Le contexte Covid a accéléré certaines choses, même si la dynamique date de plus longtemps. Agnès Buzyn était encore ministre quand elle a lancé la première perche. En marge du congrès des centres de santé en 2018, elle dit : « J’ai repéré ces petits centres de santé qui se créent dans les quartiers populaires. J’ai interrogé les services, personnes ne connaît ces centres de santé communautaire, et ça a l’air pertinent. » L’année suivante, en 2019, la directrice générale de la santé refait le même topo. Mais ça ne s’enclenche pas. Et c’est un changement de directrice à la Délégation interministérielle à la prévention et à la lutte contre la pauvreté, au mois de février, qui, devant la situation Covid, notamment dans les quartiers populaires, est allée voir Olivier Véran et a obtenu des arbitrages en un temps record. On lui a donné le feu vert pour lancer cette expérimentation en très peu de temps. Ils n’appellent pas ça centre de santé communautaire, parce qu’ils n’ont pas réussi à faire passer la notion auprès du ministère. Les textes indiquent qu’ils sont conscients que c’est le terme employé par l’Organisation mondiale de la santé, mais qu’à la vue du contexte français et des tensions autour du modèle républicain actuel, on ne peut pas garder le terme. Ils ont donc décidé d’appeler ça la « santé participative » (rires).

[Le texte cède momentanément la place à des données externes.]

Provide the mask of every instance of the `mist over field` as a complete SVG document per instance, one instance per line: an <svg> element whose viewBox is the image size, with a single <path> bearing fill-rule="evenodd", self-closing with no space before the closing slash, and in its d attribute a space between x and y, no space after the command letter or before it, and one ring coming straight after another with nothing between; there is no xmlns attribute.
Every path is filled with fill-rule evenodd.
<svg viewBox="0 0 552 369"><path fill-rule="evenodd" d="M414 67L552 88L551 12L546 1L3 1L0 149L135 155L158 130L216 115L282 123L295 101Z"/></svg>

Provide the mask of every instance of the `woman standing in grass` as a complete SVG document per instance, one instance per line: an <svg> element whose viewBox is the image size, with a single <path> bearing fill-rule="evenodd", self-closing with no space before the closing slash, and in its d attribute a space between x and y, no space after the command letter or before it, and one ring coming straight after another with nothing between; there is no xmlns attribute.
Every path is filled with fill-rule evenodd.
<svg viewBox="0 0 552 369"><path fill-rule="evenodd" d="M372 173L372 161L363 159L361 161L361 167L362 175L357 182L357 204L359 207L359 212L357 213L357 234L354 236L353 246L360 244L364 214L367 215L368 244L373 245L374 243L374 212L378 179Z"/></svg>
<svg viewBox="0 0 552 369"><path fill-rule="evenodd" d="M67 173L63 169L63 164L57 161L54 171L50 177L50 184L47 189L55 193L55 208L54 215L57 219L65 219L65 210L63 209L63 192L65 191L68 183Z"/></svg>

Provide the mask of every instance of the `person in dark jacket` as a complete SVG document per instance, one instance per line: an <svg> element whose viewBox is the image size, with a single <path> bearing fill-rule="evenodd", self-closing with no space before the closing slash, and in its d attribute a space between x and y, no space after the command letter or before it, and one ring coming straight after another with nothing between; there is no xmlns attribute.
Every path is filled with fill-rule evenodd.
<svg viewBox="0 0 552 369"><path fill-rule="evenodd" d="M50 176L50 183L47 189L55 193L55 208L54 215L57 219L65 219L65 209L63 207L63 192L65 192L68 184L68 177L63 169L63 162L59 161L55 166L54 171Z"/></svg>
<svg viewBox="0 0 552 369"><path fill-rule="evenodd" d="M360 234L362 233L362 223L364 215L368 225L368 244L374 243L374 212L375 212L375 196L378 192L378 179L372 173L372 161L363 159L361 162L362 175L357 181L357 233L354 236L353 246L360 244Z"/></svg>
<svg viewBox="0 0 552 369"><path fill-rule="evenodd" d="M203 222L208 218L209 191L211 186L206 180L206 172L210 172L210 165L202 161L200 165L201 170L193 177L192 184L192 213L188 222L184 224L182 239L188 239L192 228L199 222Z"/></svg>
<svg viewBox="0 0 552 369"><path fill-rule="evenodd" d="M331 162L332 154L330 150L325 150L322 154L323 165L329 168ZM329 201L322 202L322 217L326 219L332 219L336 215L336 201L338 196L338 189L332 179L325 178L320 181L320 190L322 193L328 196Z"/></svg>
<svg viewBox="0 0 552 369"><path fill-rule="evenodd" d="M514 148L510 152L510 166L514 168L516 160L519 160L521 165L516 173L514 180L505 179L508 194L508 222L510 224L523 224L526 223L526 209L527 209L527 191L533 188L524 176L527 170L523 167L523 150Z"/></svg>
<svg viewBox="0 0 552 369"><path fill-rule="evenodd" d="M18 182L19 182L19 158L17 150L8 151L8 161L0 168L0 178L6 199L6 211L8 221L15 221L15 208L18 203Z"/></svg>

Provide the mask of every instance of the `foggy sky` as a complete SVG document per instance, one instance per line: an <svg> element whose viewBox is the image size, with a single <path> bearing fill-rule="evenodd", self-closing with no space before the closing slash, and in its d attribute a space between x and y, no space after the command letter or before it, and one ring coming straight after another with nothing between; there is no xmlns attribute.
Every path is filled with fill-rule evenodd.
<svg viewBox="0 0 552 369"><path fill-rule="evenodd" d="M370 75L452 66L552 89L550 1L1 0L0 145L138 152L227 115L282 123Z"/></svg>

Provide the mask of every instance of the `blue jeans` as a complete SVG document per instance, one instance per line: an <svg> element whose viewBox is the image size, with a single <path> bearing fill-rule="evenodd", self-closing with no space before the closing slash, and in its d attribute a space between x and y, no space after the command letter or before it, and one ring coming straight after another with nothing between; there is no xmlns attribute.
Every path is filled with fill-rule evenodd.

2022 s’ouvre donc sur de nouvelles perspectives ?
L’expérimentation sur le modèle économique des centres de santé communautaire est lancée. Le ministère a sélectionné en février dernier la Case de santé parmi les équipes expérimentatrices [4]. Ce qui compte pour nous est d’avoir obtenu la reconnaissance de la nécessité de financements spécifiques propres à notre modèle opérationnel et de les voir s’inscrire à terme dans des financements de droit commun. Cela installe les centres de santé communautaire dans le paysage des soins primaires en France et doit aider à la création de nouveaux centres dans les temps qui viennent. Mais nous ne sommes pas dupes et savons qu’à ce jour il n’y a pas une volonté politique réelle de transformer l’organisation des soins primaires en misant sur des modèles comme le nôtre. Il y a un affichage, posé dans les mesures du Ségur, mais dans une période politique particulière et dans un contexte où l’accès à la santé dans les quartiers populaires ne sera pas garanti par le secteur libéral.
Nous avons créé le réseau national des centres de santé communautaire dont les premières rencontres ont eu lieu en octobre dernier. Pour la première fois, quatre-vingts salarié∙e∙s de nos équipes ont pu se rencontrer et travailler ensemble pendant trois jours pour préparer l’avenir. Cette structure fédérative sera l’interlocuteur des pouvoirs publics et portera à un autre niveau que ce que nous avons pu faire jusque-là le développement de ce modèle. Elle sera aussi un espace de mutualisation de moyens entre les centres de santé communautaire et s’engagera de manière décisive dans l’accompagnement des projets en création. Aujourd’hui, en plus des huit centres déjà en exercice, nous avons des contacts avec une dizaine d’équipes en projet.
Faisons le pari que la dynamique actuelle en France s’accélère dans les années qui viennent. Une même dynamique est en cours en Allemagne et des rencontres ponctuelles ont déjà eu lieu. Au moment où les maisons médicales belges fêtent leurs 40 ans, il va falloir compter avec les centres de santé communautaire !
Bibliographie
- Mariette, A. et Pitti, L. 2021. « Subvertir la médecine, politiser la santé en quartiers populaires. Dynamiques locales et circulations transnationales de la critique sociale durant les années 1970 (France/Québec) », Actes de la recherche en sciences sociales, n° 239, p. 30-49.